Mały medialny zamach stanu, który nabiera rozpędu nad Wisłą zapewne skłania świat do myślenia, że jesteśmy bananową republiką ukrytą na obrzeżach Unii Europejskiej. Utwierdzić wszystkich w tym przekonaniu postanowiła redakcja "Do Rzeczy", która na okładce wzywa Donalda Tuska do ustąpienia i przypomina, że mamy problem nie tylko ze standardami w polityce.

REKLAMA
Walka o przyciągniecie czytelników jest dziś dla tygodników szczególnie trudna.
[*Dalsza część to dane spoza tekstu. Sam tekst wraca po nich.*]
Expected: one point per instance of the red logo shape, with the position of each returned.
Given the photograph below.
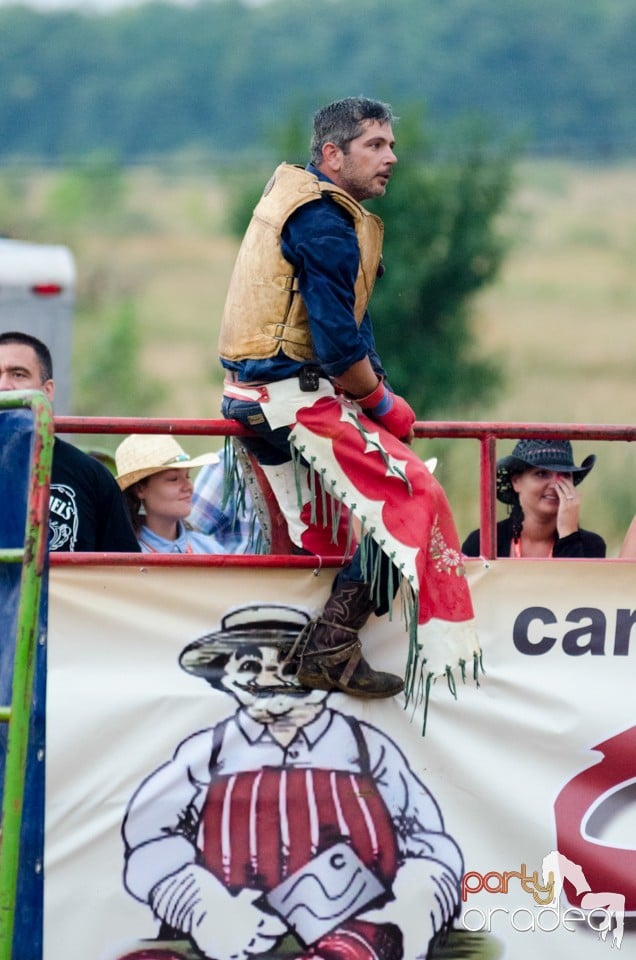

Dzięki posiadaniu nagrań kompromitujących najważniejszych polityków w kraju właściwie tylko "Wprost" rozgrywa obecnie na tym specyficznym rynku. Pozostałe tytuły muszą więc za wszelką cenę w inny sposób starać się o uwagę Polaków skłonnych wydać kilka złotych na nowy numer.
Większość walczy na prześciganie się w publikacji kolejnych - nawet skrajnie sprzecznych - wersji na temat tego, kto stoi za podsłuchami. Wszyscy wiedzą jednak, że tygodnik potrafi sprzedać po prostu sama okładka. I tym tropem poszło właśnie "Do Rzeczy", którego okładka wygląda tak...
logo
Fot. "Do Rzeczy"

Przy odrobinie szczęścia ekipa Pawła Lisickiego doczeka się nie tylko cytowania poza granicami kraju, ale może i do zilustrowania doniesień z Polski niektórym posłuży właśnie ten obrazek. Jak w pigułce przedstawiający prawie wszystkie nasze przywary.